Клодия посмотрела в мутные глаза знаменитой рок-звезды и постаралась соврать ей как можно естественнее:

– Я уверена, что ничего такого нет. Горничная, должно быть, неверно поняла совершенно безобидный жест вашего супруга. Она была расстроена, сознавала, что находится где не следует, ну и ляпнула первое, что пришло в голову, лишь бы отвлечь внимание…

– Во всяком случае, сказать этакое – паскудство. Таких безмозглых сучонок не следует принимать на службу в гостиницу. Если вы ее не уволите, я поговорю со старшим администратором. Уж он-то, будьте уверены, меня послушается…

– Ну, разумеется, девицу уволят, – не моргнув глазом соврала Клодия и при этом старалась не морщиться от сквернословия звезды. Но это было еще деликатно по сравнению с ее первым взрывом, сочетанием слез, ярости и, как догадывалась Клодия, опасной смеси алкоголя и переутомления. Элайза Митчелл завершала последний этап кругосветного турне, начавшегося в ее родной Англии, и напряжение, бесспорно, на ней сказывалось. С одной стороны, Клодия сочувствовала гневу знаменитой гостьи, порожденному изменой, но в глубине души считала, что гнев этот вымещен не на ком следует, и не хотела, чтобы явная супружеская вражда повредила ни в чем не повинной и работящей девушке.

Чтобы окончательно загладить инцидент, потребовалось еще двадцать минут, и когда Клодия вышла из номера люкс в коридор шестнадцатого этажа, то почувствовала некоторую усталость. Гостиничный охранник при ее появлении ухмыльнулся. Скандал начался на его глазах, и он позвонил в дирекцию охраны, оберегая несчастную горничную от града гостиничного инвентаря, обрушившегося на ее голову.

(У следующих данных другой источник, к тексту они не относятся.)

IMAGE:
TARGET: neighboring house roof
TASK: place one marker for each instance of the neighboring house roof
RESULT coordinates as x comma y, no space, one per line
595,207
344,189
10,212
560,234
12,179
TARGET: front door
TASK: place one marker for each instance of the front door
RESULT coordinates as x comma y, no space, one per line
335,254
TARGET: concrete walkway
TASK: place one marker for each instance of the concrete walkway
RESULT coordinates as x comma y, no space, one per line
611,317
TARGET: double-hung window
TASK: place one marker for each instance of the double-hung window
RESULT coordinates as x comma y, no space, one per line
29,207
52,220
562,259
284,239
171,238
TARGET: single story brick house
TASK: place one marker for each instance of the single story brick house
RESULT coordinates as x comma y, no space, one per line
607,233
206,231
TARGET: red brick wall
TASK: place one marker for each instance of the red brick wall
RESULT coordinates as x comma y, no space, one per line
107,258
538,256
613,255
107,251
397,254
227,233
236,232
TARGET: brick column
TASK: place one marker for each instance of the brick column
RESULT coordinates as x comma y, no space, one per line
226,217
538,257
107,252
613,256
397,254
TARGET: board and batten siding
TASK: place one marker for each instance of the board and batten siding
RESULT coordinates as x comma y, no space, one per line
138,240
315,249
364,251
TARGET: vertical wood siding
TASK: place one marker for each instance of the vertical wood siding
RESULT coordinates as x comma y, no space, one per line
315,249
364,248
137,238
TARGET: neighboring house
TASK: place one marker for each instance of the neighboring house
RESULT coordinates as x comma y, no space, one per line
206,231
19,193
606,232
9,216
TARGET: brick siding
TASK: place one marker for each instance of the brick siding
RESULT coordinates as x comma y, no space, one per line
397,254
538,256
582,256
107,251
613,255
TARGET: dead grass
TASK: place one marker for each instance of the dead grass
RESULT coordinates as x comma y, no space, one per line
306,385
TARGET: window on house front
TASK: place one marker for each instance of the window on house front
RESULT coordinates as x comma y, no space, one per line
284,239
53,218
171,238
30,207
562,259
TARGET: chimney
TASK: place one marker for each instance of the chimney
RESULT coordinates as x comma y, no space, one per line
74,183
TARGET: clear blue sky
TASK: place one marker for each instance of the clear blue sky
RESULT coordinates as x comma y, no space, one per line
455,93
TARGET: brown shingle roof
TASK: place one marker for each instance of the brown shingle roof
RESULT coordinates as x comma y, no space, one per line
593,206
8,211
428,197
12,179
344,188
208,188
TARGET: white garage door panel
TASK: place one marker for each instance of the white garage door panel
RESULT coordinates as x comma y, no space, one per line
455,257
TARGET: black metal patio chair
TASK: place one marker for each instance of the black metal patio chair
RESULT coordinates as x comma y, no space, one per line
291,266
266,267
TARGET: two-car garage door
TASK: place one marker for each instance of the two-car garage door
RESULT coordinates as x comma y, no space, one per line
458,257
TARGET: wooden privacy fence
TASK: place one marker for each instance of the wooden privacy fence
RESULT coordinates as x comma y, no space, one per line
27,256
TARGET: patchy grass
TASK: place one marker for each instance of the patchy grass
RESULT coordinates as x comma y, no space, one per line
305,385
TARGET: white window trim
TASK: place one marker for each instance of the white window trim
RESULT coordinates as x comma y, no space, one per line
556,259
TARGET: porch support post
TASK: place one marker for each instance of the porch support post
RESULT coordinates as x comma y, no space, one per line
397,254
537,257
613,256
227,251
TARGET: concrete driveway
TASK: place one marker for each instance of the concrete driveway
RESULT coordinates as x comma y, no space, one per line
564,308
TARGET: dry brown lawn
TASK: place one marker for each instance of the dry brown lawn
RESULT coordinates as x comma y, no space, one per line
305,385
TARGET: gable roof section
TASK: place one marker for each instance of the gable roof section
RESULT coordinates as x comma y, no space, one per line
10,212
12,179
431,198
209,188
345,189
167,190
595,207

– Ну как, излили елей на бурные воды [3]3
  Слова из «Церковной истории англов» древнеанглииского богослова Беды Достопочтенного (672–735), ставшие в английском языке ходячим фразеологизмом. У нас их в стихотворении «Поэзия» цитировал Ф. И. Тютчев.


[Закрыть]
, мисс Лосон?

Клодия вздохнула:

– Будьте любезны, позвоните кастелянше и попросите прислать горничную, опытную и предпочтительно пожилую. Нужно заменить вазу и стулья. Но пусть мисс Митчелл с мужем сперва уйдут: через сорок пять минут у нее пресс-конференция.

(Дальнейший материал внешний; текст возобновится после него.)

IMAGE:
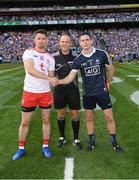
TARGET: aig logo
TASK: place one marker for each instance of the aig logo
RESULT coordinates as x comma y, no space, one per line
92,71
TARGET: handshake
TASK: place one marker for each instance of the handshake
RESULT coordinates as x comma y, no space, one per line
54,81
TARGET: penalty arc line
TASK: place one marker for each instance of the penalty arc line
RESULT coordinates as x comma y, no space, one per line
69,167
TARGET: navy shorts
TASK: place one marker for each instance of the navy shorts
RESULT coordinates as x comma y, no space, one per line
103,100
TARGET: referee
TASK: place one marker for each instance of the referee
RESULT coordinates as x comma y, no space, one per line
66,95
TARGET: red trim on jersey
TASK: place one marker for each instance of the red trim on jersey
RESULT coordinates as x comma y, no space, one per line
40,51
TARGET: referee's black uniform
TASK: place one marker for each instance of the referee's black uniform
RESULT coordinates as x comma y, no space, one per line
65,94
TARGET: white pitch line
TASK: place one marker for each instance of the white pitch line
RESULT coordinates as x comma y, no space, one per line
69,167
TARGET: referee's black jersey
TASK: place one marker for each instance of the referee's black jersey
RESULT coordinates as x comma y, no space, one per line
93,71
63,66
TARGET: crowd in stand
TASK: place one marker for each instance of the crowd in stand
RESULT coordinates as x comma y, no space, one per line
119,16
117,42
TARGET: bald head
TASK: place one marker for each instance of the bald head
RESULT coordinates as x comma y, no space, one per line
65,43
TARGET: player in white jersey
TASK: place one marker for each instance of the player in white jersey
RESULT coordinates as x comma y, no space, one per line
39,67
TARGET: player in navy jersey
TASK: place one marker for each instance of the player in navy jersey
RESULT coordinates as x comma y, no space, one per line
64,95
92,64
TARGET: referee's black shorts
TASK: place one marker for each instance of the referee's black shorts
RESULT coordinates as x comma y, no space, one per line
103,100
67,96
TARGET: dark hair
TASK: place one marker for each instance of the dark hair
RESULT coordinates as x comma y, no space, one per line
86,33
41,31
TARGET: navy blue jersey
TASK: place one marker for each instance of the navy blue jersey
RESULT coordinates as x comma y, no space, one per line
93,71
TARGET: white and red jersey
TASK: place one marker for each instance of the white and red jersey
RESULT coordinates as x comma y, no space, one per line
43,62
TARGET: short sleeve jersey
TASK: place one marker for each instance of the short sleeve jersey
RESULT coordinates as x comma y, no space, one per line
43,62
93,71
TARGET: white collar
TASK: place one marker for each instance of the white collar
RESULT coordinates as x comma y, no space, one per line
88,55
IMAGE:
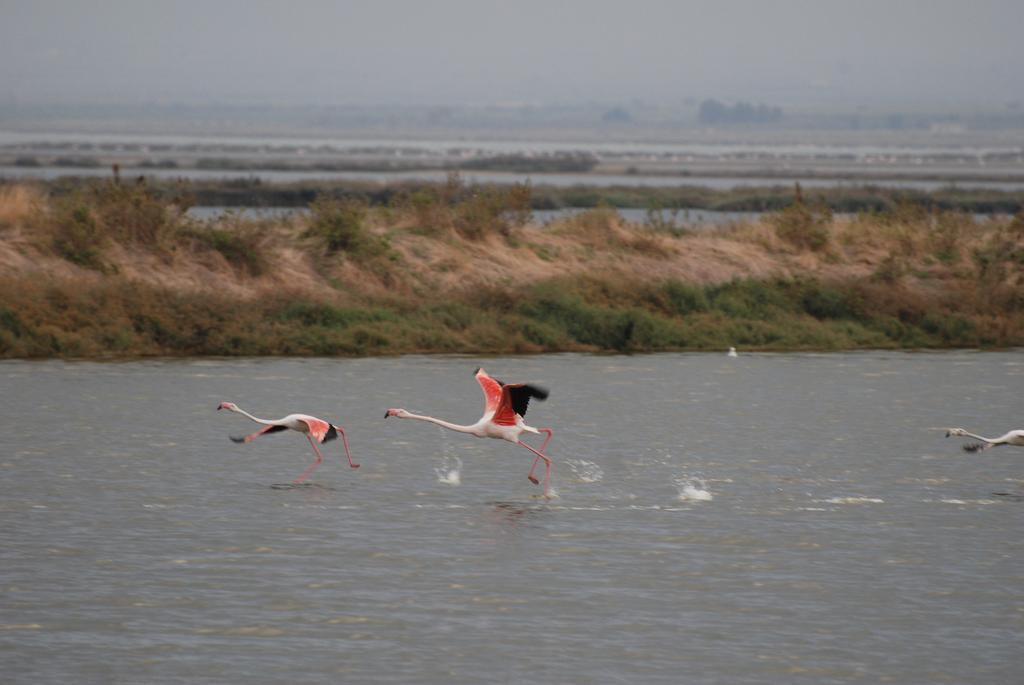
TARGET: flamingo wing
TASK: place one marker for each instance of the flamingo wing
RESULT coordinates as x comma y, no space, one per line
519,396
492,391
320,429
515,398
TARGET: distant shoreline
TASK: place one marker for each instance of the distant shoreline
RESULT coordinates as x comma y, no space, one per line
107,269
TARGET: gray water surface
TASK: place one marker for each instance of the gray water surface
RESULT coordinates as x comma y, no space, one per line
771,518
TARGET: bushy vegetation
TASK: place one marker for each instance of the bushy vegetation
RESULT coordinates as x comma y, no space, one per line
406,277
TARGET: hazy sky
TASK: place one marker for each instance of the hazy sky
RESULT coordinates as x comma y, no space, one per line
483,51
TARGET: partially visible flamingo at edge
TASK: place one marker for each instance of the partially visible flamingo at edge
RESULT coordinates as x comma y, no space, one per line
505,407
315,430
1014,437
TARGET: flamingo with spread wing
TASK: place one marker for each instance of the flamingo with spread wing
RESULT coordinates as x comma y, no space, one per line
505,407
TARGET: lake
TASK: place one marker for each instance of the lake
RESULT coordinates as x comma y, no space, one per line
769,518
507,178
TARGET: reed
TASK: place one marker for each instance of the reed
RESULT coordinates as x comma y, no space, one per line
120,270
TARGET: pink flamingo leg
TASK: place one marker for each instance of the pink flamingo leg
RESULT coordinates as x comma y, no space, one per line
344,441
530,476
320,460
547,468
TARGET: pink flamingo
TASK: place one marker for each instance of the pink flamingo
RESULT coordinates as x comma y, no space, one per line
1015,437
505,405
310,426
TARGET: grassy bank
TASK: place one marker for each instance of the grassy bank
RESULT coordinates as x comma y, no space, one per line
119,269
770,197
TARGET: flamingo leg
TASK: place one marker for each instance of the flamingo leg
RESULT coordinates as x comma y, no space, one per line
530,476
320,460
344,441
547,468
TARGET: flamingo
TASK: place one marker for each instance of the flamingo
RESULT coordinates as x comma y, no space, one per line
1015,437
310,426
505,405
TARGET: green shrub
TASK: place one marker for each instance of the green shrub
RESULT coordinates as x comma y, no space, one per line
341,226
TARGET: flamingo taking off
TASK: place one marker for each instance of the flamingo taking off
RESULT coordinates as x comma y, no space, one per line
505,405
315,430
1015,437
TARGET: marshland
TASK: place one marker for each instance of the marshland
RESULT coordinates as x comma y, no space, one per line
118,267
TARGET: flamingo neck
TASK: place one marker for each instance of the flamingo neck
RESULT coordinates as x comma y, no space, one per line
241,411
472,430
983,439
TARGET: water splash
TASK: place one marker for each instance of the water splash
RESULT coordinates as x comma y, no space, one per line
450,472
693,489
584,471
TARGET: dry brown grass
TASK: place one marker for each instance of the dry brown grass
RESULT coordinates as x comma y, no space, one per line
375,281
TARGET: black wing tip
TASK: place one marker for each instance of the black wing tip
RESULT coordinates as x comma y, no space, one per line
538,391
332,433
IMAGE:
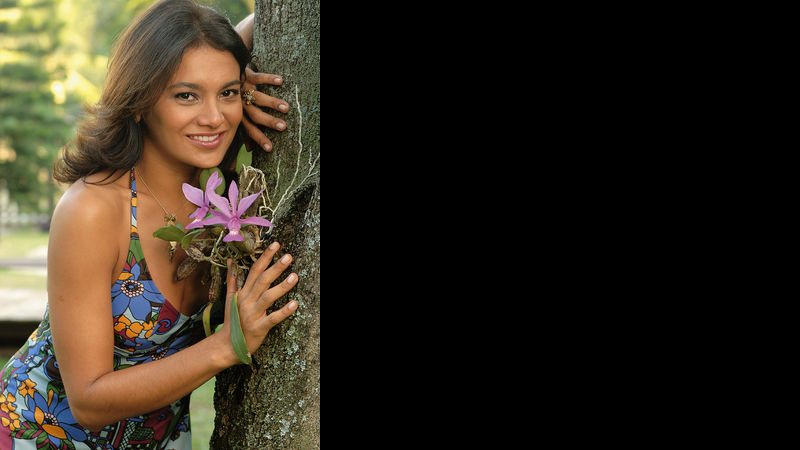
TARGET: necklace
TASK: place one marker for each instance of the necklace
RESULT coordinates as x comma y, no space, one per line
169,218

– Будет сделано, мисс Лосон. А знаете, из вас хороший бы получился дипломат!

– Я иностранных языков не знаю, – ответила она и криво улыбнулась. – Хотя, кажется, я только что услышала от Элайзы Митчелл два-три слова, мне до сих пор неизвестных.

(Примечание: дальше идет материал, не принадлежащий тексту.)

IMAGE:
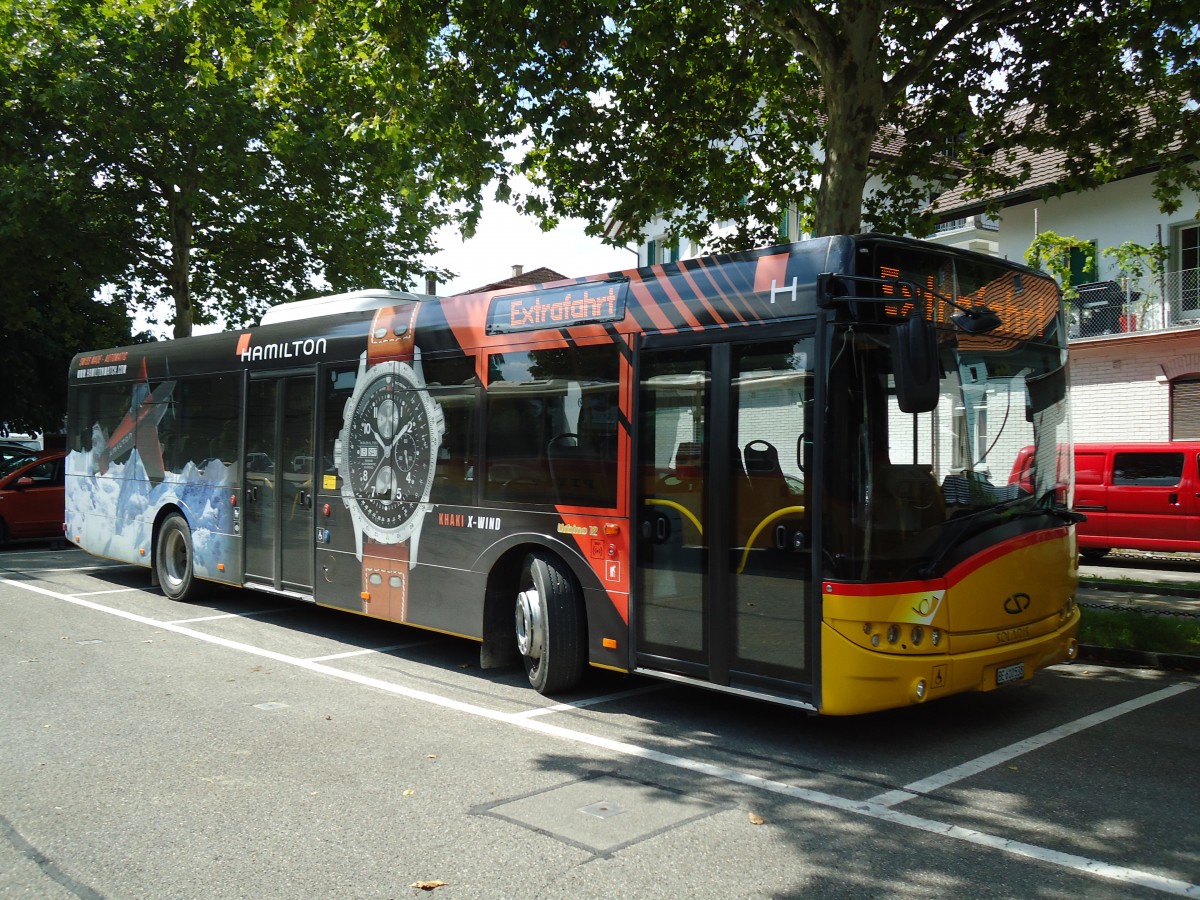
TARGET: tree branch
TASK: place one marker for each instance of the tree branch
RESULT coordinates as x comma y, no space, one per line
959,22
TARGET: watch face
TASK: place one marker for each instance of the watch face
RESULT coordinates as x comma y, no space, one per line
389,445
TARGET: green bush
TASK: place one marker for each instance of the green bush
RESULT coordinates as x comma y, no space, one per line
1133,630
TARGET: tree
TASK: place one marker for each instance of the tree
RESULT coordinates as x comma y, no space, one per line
853,112
227,202
54,261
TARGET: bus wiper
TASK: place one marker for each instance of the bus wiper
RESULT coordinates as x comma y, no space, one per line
960,534
1047,507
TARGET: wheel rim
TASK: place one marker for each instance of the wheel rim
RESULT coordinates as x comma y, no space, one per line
174,564
529,631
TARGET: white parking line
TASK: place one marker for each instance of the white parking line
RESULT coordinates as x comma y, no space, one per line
53,570
389,648
1006,754
228,615
857,808
588,702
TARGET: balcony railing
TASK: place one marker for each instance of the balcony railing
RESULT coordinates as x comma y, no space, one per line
1107,307
983,223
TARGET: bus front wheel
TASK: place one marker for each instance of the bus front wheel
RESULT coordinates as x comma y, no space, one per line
550,624
173,558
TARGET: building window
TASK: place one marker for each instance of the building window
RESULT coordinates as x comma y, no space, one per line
1188,275
1186,409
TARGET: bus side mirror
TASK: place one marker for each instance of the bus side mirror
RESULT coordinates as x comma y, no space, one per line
915,359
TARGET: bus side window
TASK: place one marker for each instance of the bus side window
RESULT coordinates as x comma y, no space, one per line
454,385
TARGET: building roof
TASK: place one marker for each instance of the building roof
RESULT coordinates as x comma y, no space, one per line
521,279
1049,174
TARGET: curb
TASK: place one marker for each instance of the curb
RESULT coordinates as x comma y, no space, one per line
1140,587
1143,659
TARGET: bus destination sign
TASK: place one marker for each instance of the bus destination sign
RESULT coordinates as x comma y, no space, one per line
582,304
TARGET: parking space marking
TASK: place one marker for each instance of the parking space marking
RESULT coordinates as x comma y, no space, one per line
857,808
589,701
250,615
53,570
1006,754
389,648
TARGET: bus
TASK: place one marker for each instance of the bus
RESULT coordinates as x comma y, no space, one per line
767,473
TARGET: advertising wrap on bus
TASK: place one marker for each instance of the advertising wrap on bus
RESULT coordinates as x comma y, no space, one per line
729,472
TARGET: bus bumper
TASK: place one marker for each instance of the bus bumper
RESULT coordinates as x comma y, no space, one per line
855,679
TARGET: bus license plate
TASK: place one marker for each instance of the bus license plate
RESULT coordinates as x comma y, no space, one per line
1014,672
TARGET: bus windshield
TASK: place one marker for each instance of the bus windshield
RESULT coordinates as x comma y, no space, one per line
906,491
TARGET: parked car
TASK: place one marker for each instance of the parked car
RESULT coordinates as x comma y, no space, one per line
31,495
12,449
1137,496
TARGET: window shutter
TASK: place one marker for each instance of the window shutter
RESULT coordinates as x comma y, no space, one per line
1186,409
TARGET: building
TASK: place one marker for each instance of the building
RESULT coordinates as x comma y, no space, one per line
1135,340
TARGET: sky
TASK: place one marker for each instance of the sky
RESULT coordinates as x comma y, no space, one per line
504,238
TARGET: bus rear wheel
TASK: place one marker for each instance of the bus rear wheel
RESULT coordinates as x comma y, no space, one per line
550,624
173,558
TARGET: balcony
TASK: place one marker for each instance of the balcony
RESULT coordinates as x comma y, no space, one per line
1105,307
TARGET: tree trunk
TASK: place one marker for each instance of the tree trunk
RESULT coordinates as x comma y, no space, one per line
179,208
855,101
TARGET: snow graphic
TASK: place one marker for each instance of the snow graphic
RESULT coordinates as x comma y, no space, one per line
112,514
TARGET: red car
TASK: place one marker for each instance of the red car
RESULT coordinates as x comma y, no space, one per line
31,495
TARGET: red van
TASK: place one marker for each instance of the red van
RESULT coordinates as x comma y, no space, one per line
1138,497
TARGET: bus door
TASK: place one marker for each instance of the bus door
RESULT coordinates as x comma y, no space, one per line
724,569
279,483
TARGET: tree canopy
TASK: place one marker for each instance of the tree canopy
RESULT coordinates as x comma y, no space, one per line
853,113
223,197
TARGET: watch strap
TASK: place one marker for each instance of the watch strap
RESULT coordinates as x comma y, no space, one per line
385,580
385,567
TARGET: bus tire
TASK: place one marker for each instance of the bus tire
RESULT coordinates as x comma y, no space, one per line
551,627
173,559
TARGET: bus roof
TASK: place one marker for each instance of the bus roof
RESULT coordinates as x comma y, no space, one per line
334,304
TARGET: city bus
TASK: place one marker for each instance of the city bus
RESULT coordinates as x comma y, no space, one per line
780,474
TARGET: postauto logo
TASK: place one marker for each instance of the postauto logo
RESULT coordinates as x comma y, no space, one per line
1017,604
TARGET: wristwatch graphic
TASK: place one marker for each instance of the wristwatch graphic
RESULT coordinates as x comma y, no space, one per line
387,453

Она кивнула двум охранникам, стоящим по обе стороны стеклянного лифта, и, плавно опускаясь на первый этаж, с облегчением вздохнула. Ей неприятно было лгать, даже если она понимала, что лишь не правда – верная и желаемая реакция на истерику Элайзы Митчелл: Та знала правду, но не желала в этом признаться ни самой себе, ни кому-либо еще. Как координатор отдела связей с общественностью отеля «Барон Харбор-Пойнт», она часто была вынуждена сглаживать неловкие ситуации ради престижа гостиницы, но сегодняшняя ложь оказалась, пожалуй, самой большой и самой противной за время ее работы.

Глаза ее потемнели, она повернулась посмотреть на панораму веллингтонской бухты сквозь стеклянную стену лифта, и взгляд ее невидяще скользнул по армаде маленьких судов, приветствующих несколько военных фрегатов, которые шли в Веллингтон на ежегодный праздник флота.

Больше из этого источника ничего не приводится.